En 2023, le PIB en valeur de Saint-Barthélemy est estimé à 960,5 millions d’euros. Rapporté à une population de 10 660 habitants, le PIB par habitant s’élève à 90 103 €. Ce niveau place le territoire largement en tête des économies ultramarines, mais également à un niveau plus de deux fois supérieur à celui observé à l’échelle nationale. À l’international, l’île figure également parmi les territoires au PIB par habitant les plus élevés.
Cette évaluation du PIB par habitant est toutefois surévaluée dans la mesure où les travailleurs saisonniers contribuent de manière significative à la création de richesse de l’île, sans être inclus dans la population retenue (critère de résidence d’au moins 6 mois dans la commune).
Le territoire de Saint-Barthélemy se distingue par une économie presqu’exclusivement marchande. Le secteur touristique (19,7 % du PIB), orienté vers la satisfaction d’une demande touristique haut de gamme voire de luxe, agit comme un moteur pour l’ensemble de la sphère privée. La demande d’hébergement touristique stimule le secteur de l’immobilier, spécialisé dans la location et la vente de villas, qui alimente à son tour l’activité de la construction (13,8 % du PIB). Dans l’ensemble, la valeur ajoutée créée par les entreprises représente deux tiers du PIB, tandis que celle des ménages pèse pour 18 % du PIB (essentiellement des loyers).

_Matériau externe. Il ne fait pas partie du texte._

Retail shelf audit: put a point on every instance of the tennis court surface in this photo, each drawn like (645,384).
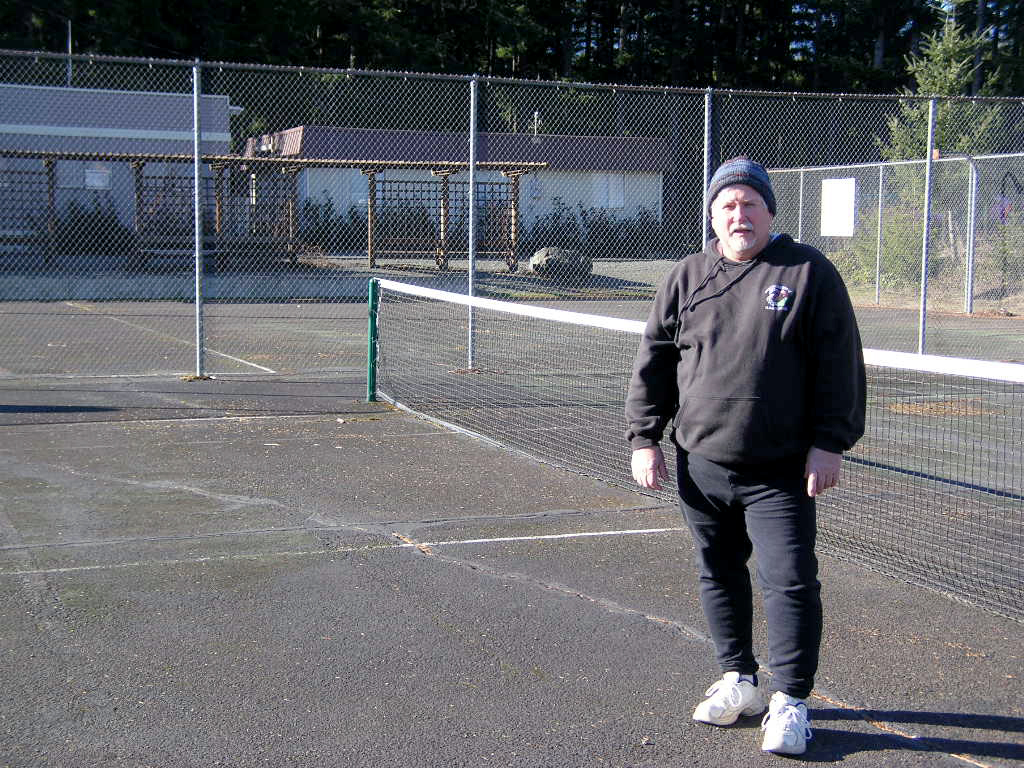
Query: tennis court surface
(243,571)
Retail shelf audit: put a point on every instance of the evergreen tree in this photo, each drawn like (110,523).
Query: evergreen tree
(945,69)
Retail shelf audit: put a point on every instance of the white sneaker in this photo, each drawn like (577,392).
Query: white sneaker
(727,699)
(785,726)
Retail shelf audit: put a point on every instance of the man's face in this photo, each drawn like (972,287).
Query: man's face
(740,218)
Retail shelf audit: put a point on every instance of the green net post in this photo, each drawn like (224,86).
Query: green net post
(373,300)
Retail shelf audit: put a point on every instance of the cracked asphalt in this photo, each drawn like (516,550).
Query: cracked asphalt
(238,572)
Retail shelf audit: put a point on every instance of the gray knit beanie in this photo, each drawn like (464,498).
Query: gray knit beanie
(741,170)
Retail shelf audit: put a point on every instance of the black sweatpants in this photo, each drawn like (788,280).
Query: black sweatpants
(733,511)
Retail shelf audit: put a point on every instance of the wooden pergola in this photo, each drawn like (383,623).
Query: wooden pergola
(291,167)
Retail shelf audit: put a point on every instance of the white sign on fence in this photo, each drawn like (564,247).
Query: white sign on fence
(838,207)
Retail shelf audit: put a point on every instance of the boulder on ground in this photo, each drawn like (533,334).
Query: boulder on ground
(558,262)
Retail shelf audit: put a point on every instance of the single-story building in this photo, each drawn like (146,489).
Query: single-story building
(114,152)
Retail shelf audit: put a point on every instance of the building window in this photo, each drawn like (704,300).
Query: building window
(97,176)
(609,189)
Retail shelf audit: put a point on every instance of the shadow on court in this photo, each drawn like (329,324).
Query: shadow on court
(251,571)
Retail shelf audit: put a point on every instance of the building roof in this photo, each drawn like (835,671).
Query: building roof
(642,154)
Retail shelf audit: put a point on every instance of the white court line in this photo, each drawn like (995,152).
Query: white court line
(549,537)
(165,336)
(307,553)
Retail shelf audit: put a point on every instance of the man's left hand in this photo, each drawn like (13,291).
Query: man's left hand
(821,470)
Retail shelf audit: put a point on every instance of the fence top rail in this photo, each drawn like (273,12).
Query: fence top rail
(887,163)
(728,93)
(241,160)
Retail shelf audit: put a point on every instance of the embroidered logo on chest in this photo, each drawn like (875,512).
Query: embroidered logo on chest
(777,298)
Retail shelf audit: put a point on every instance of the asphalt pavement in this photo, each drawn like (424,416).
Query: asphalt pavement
(244,572)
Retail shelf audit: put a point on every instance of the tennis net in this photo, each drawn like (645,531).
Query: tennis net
(933,494)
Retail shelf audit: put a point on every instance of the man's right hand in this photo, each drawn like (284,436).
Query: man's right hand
(648,467)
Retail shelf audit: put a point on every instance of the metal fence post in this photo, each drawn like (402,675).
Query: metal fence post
(800,209)
(472,213)
(705,220)
(922,328)
(972,217)
(198,213)
(878,239)
(373,304)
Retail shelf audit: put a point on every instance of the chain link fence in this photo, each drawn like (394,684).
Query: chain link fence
(310,181)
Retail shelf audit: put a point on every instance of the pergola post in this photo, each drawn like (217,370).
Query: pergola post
(371,214)
(291,206)
(441,257)
(512,259)
(51,211)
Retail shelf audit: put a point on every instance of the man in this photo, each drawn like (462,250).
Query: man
(752,350)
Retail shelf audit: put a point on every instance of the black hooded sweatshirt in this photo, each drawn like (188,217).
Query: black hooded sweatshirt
(753,361)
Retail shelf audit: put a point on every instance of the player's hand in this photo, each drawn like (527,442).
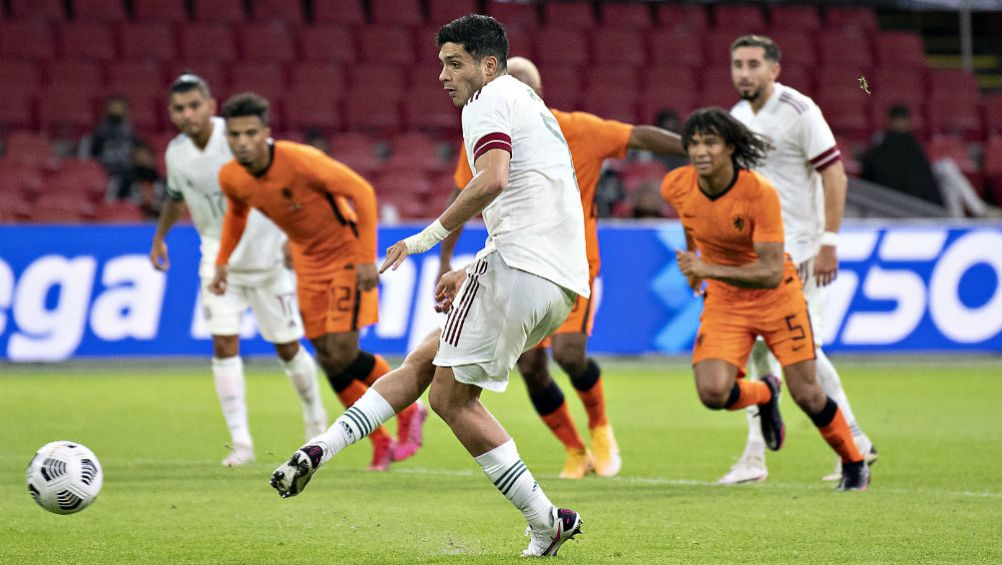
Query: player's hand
(395,256)
(368,277)
(158,255)
(447,289)
(218,284)
(826,265)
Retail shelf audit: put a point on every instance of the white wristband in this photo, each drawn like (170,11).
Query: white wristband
(426,239)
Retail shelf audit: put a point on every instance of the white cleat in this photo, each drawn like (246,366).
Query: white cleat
(566,525)
(748,469)
(238,455)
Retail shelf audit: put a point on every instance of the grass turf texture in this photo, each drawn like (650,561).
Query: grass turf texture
(936,496)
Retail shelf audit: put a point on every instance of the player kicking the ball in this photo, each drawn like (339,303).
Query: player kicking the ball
(519,290)
(733,229)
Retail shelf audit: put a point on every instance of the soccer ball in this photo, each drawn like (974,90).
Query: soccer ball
(64,477)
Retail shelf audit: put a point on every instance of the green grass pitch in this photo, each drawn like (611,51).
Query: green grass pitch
(936,495)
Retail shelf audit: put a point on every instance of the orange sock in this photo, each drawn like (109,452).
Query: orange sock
(380,369)
(837,434)
(353,393)
(749,393)
(560,423)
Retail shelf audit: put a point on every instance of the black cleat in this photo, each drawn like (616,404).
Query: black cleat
(855,477)
(773,429)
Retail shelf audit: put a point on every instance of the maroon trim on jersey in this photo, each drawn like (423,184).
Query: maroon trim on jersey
(827,158)
(496,140)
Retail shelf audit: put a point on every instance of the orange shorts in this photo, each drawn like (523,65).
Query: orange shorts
(729,326)
(334,305)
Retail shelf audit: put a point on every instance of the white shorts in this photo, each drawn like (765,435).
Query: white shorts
(499,313)
(273,302)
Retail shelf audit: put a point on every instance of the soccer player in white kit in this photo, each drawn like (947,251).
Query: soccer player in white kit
(806,167)
(519,289)
(258,277)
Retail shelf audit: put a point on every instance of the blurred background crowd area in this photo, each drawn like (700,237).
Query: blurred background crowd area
(83,119)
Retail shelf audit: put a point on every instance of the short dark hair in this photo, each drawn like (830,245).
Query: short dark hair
(246,104)
(773,52)
(480,35)
(749,147)
(186,81)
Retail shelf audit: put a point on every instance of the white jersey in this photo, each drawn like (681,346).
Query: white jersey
(193,174)
(804,146)
(535,223)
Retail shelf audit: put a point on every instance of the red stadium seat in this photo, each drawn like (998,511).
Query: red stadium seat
(159,11)
(99,10)
(619,46)
(738,19)
(208,41)
(993,115)
(16,110)
(327,43)
(341,12)
(443,11)
(681,17)
(154,40)
(328,77)
(222,11)
(625,16)
(845,48)
(676,48)
(279,10)
(383,44)
(76,76)
(574,15)
(900,49)
(795,18)
(561,46)
(38,9)
(310,107)
(859,19)
(397,12)
(271,41)
(87,40)
(521,15)
(27,40)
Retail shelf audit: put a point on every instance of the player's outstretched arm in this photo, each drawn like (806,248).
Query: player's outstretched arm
(172,211)
(656,140)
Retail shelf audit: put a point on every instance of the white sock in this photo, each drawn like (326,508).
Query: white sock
(506,470)
(302,373)
(228,374)
(360,420)
(832,385)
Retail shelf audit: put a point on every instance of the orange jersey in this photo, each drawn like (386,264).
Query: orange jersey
(304,192)
(591,140)
(725,227)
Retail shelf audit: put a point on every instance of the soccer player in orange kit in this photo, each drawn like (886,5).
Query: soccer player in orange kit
(590,140)
(333,245)
(733,228)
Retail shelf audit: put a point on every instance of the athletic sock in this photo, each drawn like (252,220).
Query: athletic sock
(589,389)
(506,470)
(362,419)
(302,373)
(228,376)
(746,393)
(833,427)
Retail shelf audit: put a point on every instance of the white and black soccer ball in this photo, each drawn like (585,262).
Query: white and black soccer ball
(64,477)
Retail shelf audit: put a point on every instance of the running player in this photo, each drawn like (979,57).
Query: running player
(519,290)
(733,228)
(334,251)
(591,140)
(258,277)
(806,167)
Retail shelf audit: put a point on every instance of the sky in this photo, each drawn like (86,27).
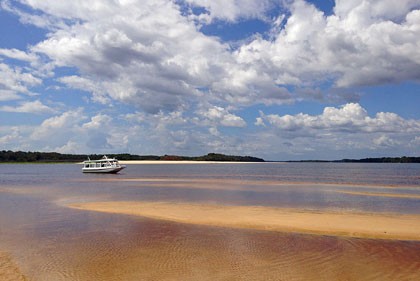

À l’inverse, la valeur ajoutée des administrations publiques est extrêmement faible (2,2 % du PIB). L’autonomie fiscale, conjuguée à l’essor économique porté par le tourisme, procure à la collectivité des recettes fiscales importantes (11,6 % du PIB) qui lui permettent de couvrir ses charges et de déployer une politique d’investissement ambitieuse.
Le territoire est cependant confronté à des difficultés structurelles : rareté du foncier, tension sur le marché immobilier, enjeux de gestion plus durable, de l’eau, de l’énergie et de ressources naturelles.